Man convicted in 2008 double murder wins new trial after judge's misconduct

A Michigan man convicted of killing his brother and sister-in-law in 2008 has won a new trial following allegations of misconduct against the judge who presided over his 2013 trial.

A Shiawassee County judge signed an order Tuesday vacating Jerome Kowalski’s convictions. His lawyer calls it a victory.

A report last month by a retired judge appointed to oversee misconduct complaints against Livingston County District Court Judge Theresa Brennan found violations. The report said Brennan’s concealment of a relationship with a detective who was a key investigator in Kowalski’s case was “gross misconduct.”

However, Michigan Attorney General Dana Nessel on Friday declined a last-minute plea to charge Brennan with crimes involving concealing the relationship, the Livingston Daily Press & Argus reported.

The decision comes after the attorney general’s office filed charges last month against Brennan for allegations she committed perjury and destroyed evidence in her divorce case. State police say she lied during a deposition about erasing data from her iPhone shortly after her ex-husband filed for divorce in 2016.

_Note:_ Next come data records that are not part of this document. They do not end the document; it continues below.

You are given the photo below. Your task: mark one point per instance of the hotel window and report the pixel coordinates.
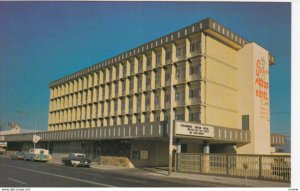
(123, 86)
(167, 98)
(123, 105)
(115, 121)
(124, 70)
(116, 105)
(194, 92)
(177, 96)
(147, 117)
(132, 67)
(195, 46)
(117, 71)
(148, 80)
(157, 77)
(110, 73)
(138, 118)
(158, 58)
(168, 55)
(194, 117)
(156, 99)
(116, 89)
(129, 119)
(130, 106)
(157, 116)
(149, 59)
(109, 89)
(140, 66)
(108, 108)
(139, 84)
(138, 103)
(194, 69)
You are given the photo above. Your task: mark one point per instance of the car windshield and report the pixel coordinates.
(81, 156)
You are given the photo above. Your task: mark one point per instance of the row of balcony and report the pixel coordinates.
(91, 81)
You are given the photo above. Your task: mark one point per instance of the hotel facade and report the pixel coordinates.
(212, 83)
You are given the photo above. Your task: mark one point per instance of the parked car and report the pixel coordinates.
(281, 168)
(37, 155)
(76, 159)
(18, 155)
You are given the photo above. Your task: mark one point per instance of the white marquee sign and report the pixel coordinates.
(190, 129)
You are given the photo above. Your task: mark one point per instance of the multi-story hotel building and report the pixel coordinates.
(212, 82)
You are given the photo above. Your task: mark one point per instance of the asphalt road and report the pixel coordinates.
(19, 173)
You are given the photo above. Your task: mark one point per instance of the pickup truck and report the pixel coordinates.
(76, 159)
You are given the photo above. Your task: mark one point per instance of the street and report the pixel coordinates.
(19, 173)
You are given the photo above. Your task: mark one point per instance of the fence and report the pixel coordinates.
(268, 167)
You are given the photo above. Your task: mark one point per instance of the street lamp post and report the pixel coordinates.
(35, 125)
(171, 127)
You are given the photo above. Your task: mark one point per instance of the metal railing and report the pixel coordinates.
(270, 167)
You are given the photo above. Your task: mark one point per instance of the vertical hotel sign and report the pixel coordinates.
(262, 87)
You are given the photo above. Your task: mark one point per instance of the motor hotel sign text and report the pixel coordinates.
(189, 129)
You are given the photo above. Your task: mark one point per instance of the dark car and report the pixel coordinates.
(18, 155)
(76, 159)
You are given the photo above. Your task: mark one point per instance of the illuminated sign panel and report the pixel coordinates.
(190, 129)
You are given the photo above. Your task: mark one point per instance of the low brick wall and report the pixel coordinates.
(114, 161)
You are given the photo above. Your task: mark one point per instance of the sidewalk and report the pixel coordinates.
(163, 172)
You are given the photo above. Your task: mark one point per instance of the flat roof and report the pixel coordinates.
(207, 25)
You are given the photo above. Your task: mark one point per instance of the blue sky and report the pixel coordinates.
(44, 41)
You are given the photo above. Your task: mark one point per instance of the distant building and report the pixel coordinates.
(219, 99)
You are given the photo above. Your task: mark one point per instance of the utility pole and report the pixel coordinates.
(171, 126)
(35, 126)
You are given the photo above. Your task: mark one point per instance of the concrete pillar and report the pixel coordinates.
(206, 147)
(178, 146)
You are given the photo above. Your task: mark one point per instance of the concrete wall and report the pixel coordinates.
(221, 84)
(253, 79)
(158, 152)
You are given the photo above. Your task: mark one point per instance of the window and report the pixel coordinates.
(138, 118)
(135, 155)
(140, 65)
(245, 122)
(183, 148)
(116, 89)
(122, 120)
(177, 96)
(129, 120)
(149, 59)
(108, 108)
(194, 69)
(157, 79)
(115, 120)
(117, 71)
(124, 70)
(123, 104)
(124, 86)
(132, 68)
(178, 51)
(195, 46)
(158, 58)
(156, 99)
(168, 55)
(157, 117)
(147, 117)
(116, 105)
(194, 117)
(194, 93)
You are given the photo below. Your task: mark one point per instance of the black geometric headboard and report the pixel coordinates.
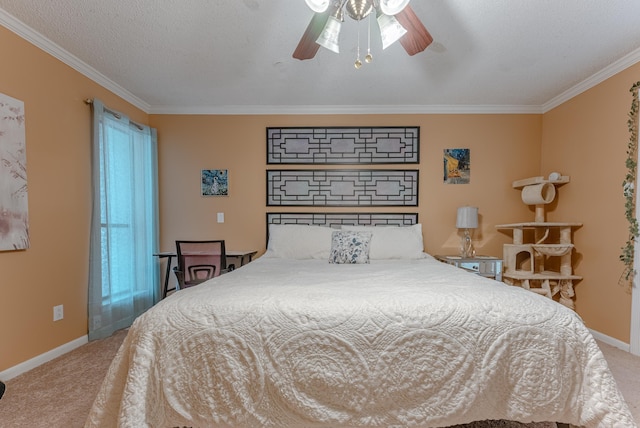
(339, 219)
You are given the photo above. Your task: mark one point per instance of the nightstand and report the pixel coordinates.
(490, 267)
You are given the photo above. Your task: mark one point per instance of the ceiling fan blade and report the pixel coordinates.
(417, 37)
(307, 47)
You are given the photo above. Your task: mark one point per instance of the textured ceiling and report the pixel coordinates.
(204, 56)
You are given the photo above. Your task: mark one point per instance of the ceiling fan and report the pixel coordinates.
(396, 19)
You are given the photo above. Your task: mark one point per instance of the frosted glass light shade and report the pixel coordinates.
(329, 36)
(390, 30)
(318, 6)
(467, 218)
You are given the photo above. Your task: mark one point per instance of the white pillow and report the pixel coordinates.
(393, 242)
(298, 241)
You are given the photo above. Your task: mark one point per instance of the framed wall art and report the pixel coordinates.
(215, 182)
(456, 166)
(14, 215)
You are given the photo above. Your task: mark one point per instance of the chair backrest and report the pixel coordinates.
(200, 260)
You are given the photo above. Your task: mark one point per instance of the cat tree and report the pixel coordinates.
(539, 259)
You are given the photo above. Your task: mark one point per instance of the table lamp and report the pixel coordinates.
(467, 219)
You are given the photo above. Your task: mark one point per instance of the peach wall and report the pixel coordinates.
(503, 148)
(586, 138)
(54, 269)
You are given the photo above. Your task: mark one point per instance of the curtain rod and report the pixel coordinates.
(89, 101)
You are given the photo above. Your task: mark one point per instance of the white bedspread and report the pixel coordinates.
(296, 343)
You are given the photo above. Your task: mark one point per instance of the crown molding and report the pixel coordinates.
(58, 52)
(40, 41)
(607, 72)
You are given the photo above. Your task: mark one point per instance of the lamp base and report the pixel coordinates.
(466, 246)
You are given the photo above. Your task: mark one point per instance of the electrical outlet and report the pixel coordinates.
(97, 322)
(58, 312)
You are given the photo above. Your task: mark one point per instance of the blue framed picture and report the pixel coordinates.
(215, 182)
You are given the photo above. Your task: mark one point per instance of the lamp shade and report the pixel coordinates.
(467, 218)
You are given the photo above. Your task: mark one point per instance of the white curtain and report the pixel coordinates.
(123, 273)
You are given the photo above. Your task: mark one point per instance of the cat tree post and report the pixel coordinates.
(525, 261)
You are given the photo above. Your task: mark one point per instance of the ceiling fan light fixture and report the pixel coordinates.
(318, 6)
(393, 7)
(390, 30)
(328, 39)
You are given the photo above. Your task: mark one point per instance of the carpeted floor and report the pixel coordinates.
(60, 393)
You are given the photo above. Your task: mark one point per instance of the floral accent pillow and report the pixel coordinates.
(350, 247)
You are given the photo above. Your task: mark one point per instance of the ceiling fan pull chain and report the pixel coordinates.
(358, 63)
(369, 57)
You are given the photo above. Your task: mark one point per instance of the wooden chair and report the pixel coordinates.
(199, 261)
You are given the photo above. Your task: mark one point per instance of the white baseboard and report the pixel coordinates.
(34, 362)
(611, 341)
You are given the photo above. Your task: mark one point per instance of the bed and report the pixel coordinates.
(356, 327)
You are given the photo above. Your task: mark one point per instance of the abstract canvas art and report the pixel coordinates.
(14, 215)
(215, 182)
(457, 166)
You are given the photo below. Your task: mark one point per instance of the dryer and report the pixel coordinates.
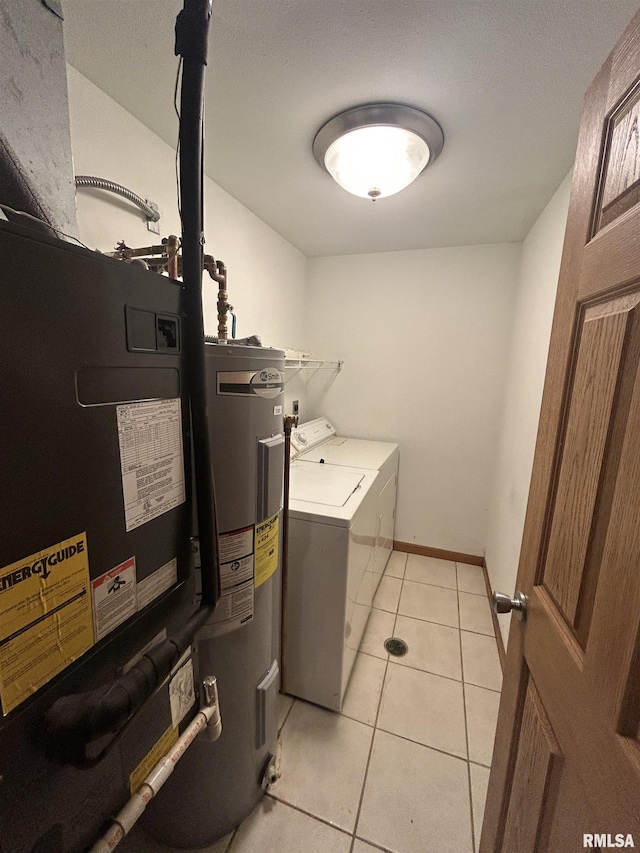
(317, 441)
(332, 527)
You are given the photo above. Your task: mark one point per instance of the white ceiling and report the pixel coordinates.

Attorney Tom Kizer, who represented Brennan’s husband in the divorce, had sent a letter to the attorney general pressing for action against Brennan for hiding her relationship with former Detective Sgt. Sean Furlong.

“People such as Judge Brennan and Det. Furlong with powerful positions and/or connections should not get a free pass,” Kizer said. “The evidence is overwhelming.”

The statute of limitations in the case expired Friday, exactly six years after Brennan denied a pre-trial motion to disqualify herself from handling the 2013 murder trial, Kizer said.

Nessel’s spokeswoman, Beth Nurenberg, said the attorney general didn’t plan to file any new charges against Brennan or Furlong.

Their relationship was brought to light last month after a retired judge appointed to oversee misconduct complaints found Brennan in violation of the state’s code of conduct for judges and campaign finance rules.

The Judicial Tenure Commission brought the misconduct complaint against Brennan, and retired judge William Giovan conducted a lengthy hearing on the evidence. Giovan called Brennan’s concealment of the relationship a “gross misconduct.”

The Associated Press contributed to this report.